The only treatment related effects ascertainable at termination of treatment but not after the recovery period were reduced food conversion efficiencies and organ weight changes in the caecum and liver. The enlarged caecum observed at necropsy in some male and female rats fed 0.40 % and 1.00 % test item was reflected in the statistically significant increases recorded in the absolute and relative, full and empty caecal weights for both male and female rats fed 1.00 % test item. These animals fed 1.00 % test item also showed reduced absolute and relative liver weights, reduced abdominal fat depots corresponding to the reduced food efficiency and several possibly associated plasma and serum biochemical changes. There was no histopathological correlate for the organ weight changes in caecum and liver. All alterations were completely reversible in the recovery group after 32 days without treatment.

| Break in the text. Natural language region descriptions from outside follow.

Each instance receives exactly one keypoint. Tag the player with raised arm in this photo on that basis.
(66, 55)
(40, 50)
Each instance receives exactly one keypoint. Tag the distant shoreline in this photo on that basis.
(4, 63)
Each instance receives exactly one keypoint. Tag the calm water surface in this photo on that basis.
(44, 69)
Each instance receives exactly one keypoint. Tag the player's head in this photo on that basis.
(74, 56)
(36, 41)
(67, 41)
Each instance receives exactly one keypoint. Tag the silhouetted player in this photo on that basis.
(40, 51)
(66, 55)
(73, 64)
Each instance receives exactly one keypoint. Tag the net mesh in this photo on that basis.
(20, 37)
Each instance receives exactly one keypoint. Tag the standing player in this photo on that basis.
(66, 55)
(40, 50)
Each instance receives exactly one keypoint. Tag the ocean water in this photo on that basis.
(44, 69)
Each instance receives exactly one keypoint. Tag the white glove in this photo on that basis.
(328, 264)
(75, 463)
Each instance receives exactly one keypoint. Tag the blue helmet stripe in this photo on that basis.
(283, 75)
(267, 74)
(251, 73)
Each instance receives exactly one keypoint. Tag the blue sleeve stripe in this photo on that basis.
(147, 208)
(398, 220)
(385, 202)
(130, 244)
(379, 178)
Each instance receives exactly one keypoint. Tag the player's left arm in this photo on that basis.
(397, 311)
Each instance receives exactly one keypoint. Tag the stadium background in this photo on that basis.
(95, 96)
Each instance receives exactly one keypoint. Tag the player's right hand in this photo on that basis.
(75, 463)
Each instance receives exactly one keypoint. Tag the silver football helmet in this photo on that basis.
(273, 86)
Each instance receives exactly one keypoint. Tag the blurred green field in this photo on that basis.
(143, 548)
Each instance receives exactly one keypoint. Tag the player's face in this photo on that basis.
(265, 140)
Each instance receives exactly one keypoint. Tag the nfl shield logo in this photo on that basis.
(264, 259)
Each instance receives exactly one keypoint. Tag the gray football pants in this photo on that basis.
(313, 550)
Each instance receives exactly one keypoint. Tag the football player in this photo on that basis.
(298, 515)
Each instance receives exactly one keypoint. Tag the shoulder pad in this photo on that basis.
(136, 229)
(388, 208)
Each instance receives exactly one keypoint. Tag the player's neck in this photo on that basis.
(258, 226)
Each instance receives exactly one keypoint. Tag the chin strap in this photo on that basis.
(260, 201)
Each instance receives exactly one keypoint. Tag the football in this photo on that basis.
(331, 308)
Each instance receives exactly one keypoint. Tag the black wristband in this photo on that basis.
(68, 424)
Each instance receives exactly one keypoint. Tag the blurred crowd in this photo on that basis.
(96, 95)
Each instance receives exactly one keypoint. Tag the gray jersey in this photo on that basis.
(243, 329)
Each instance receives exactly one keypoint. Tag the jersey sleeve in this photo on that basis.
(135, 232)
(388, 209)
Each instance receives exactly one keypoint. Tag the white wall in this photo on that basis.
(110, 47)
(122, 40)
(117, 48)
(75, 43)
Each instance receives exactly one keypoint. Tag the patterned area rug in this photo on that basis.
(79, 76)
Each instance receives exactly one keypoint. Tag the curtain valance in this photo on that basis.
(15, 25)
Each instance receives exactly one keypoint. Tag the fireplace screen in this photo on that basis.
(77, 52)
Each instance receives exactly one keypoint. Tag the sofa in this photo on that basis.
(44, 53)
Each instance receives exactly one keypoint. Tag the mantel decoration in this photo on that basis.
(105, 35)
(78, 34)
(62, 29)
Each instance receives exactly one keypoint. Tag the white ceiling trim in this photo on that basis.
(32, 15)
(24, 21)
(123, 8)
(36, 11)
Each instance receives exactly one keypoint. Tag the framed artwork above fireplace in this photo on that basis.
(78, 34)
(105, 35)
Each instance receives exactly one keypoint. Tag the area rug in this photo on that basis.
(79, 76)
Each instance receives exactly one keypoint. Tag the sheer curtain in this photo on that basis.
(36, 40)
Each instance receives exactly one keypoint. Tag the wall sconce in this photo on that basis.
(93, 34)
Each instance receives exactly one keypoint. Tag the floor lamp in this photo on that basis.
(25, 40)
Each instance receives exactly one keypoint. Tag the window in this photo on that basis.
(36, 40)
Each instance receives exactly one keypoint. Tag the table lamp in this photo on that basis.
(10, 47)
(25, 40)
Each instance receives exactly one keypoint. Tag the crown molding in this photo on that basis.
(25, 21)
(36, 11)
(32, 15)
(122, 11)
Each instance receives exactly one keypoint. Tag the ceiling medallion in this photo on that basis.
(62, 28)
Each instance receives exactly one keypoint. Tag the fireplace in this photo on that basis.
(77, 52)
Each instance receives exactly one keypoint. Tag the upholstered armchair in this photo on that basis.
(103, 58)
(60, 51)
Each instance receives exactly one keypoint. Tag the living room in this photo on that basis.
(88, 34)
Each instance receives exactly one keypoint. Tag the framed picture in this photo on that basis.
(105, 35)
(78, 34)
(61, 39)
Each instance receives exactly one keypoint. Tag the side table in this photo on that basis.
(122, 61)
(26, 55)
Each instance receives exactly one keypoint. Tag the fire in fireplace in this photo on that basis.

Enlargement of the rat caecum with or without subsequent effects on caecum weight, food conversion and nutritional status is a common and frequently response to feeding poorly-absorbable or osmotically-active substances, such as xylitol, sorbitol, sucralose or natural sugars like d-ribose, general changes in nutritional diet composition or application of compounds with effects on the caecal microflora. In the absence of histopathological alterations, the rat caecum changes are taken as physiological adaptive responses and considered to be of no toxicological significance. An increase in liver weight without any histopathological correlate is commonly not considered to reflect an adverse effect but should be considered as an adaptive metabolic response which in known to be reversible. As also in this study, the increase in liver weight was without any histopathological correlate and has been proved to be reversible, the liver weight alteration is not considered to be an adverse effect relevant in view of an potential serious health risk for humans.

Therefore,the NOEL derived from this study relevant in view of a potential serious health risk for humans is the highest tested dose of 1 % in feed (corresponding to 731 mg product/kg bw/day and 247 mg a. i./kg bw/day).

The LOEL is 0.4 % in feed (corresponding to 288 mg product/ kg bw/day and 97 mg a. i. /kg bw/day), based on transient effects on food conversion efficiencies and organ weights of caecum and liver, judged as not relevant to humans in view of a potentially serious health risk due to missing histopathological correlate and proved reversibility.

Justification for classification or non-classification

There is no evidence for intrinsic toxic properties of AAPBs relevant to humans obtained from the results of reliable, relevant and adequate subacute and subchronic oral studies on rats.

Therefore no classification is required for repeated dose toxicity according to CLP, EU GHS (Regulation (EC) No 1272/2008) and directive 67/548/EEC with respect to systemic toxicity.